Fabian Kümmeler, »Les autres de l’intérieur«, étudie les villages de l’île de Korcula, sur la côte dalmate, à la fin du XVe siècle, marqués par l’antagonisme entre les villageois agriculteurs, artisans ou marchands d’une part, et les bergers d’autre part. En réalité ils vivent tous dans les mêmes villages, mais les bergers ont des caractères originaux, y compris dans les styles d’accords juridiques, qui les rendent »autres« par rapport aux autres villageois.

Eduardo Manzano Moreno, »Assimiler l’altérité dans l’Islam du haut Moyen Âge«, remarque comment l’Islam des origines, dans les empires omeyyade puis abbasside, avait conscience du faible nombre de »musulmans« et du risque de dilution dans des populations non arabes et non musulmanes. Or, l’empire omeyyade a au contraire manifesté une rapide capacité à arabiser et islamiser les institutions et la vie quotidienne. Le même phénomène peut être observé en Al Andalus au IXe siècle. Il distingue ainsi, d’une part, les »autres assimilés« à l’intérieur du monde musulman, que ce soit des convertis (mawali), des chrétiens arabisés, ou des juifs à la fois arabisés et proches du pouvoir, et, d’autre part, les »autres« extérieurs aux frontières du Dar al Islam, dans ce territoire de la guerre, marqués par la barbarie et l’ignorance.

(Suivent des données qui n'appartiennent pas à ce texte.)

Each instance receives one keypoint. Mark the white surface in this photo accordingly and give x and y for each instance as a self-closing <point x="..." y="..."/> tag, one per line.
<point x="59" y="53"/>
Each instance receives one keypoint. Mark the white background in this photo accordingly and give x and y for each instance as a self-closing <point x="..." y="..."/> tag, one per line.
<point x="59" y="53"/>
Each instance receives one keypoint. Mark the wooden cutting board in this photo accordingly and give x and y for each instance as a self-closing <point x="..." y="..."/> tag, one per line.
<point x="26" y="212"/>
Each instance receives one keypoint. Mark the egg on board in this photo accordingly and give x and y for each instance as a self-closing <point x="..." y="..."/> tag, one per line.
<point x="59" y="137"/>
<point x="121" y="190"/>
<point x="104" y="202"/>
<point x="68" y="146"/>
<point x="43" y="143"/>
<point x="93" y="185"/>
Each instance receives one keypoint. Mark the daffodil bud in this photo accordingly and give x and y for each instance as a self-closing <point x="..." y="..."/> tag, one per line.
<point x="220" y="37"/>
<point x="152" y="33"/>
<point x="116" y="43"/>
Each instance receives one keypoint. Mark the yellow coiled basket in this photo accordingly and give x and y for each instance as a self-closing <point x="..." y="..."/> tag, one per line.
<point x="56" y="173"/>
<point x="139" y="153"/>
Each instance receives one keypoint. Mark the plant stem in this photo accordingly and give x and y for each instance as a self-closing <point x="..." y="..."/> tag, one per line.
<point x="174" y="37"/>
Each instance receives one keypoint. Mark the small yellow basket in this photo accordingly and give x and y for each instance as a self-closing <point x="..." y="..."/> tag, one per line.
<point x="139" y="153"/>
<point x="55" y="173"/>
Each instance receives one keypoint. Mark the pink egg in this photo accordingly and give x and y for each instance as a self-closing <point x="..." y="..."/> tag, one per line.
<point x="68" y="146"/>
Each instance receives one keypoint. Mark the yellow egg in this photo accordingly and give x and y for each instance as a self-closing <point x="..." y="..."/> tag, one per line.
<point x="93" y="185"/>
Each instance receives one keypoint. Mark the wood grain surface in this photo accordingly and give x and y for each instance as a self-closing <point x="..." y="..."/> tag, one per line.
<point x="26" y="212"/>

Patrick Marschner, »L’étranger familier«, étudie la perception des musulmans dans les chroniques chrétiennes ibériques aux alentours de 900. Il s’agit de la »Chronique d’Albelda«, de la »Chronique prophétique«, et de la »Chronique d’Alphonse III«, des textes où l’auteur s’attache à repérer les remplois et les formules bibliques, notamment dans la désignation des musulmans comme Sarrasins, Ismaélites, Hagarènes ou encore Chaldéens. On notera avec beaucoup d’intérêt le jour de la Saint-Martin comme fin prophétisée du règne des Sarrasins dans la »Chronique prophétique« ainsi qu’une éventuelle allusion à Gédéon à propos de la bataille de Covadonga dans la »Chronique d’Alphonse III«.

Ralph Mathisen rappelle que la notion d’»autre«, ou d’altérité, appliquée aux Barbares face aux Romains de l’empire tardif, est insuffisante à décrire un processus de transformation du monde romain dans lequel Romains et Barbares ne formaient que des éléments étroitement liés.

Meghan Mattsson McGinnis se demande jusqu’à quel point le monde de l’au-delà chez les Vikings était un »autre« monde. Elle convoque une riche documentation archéologique combinée à une relecture de sources telles que les sagas pour constater que le monde de l’au-delà n’était pas nécessairement un autre monde et que la frontière entre les vivants et les morts pouvait être fluide.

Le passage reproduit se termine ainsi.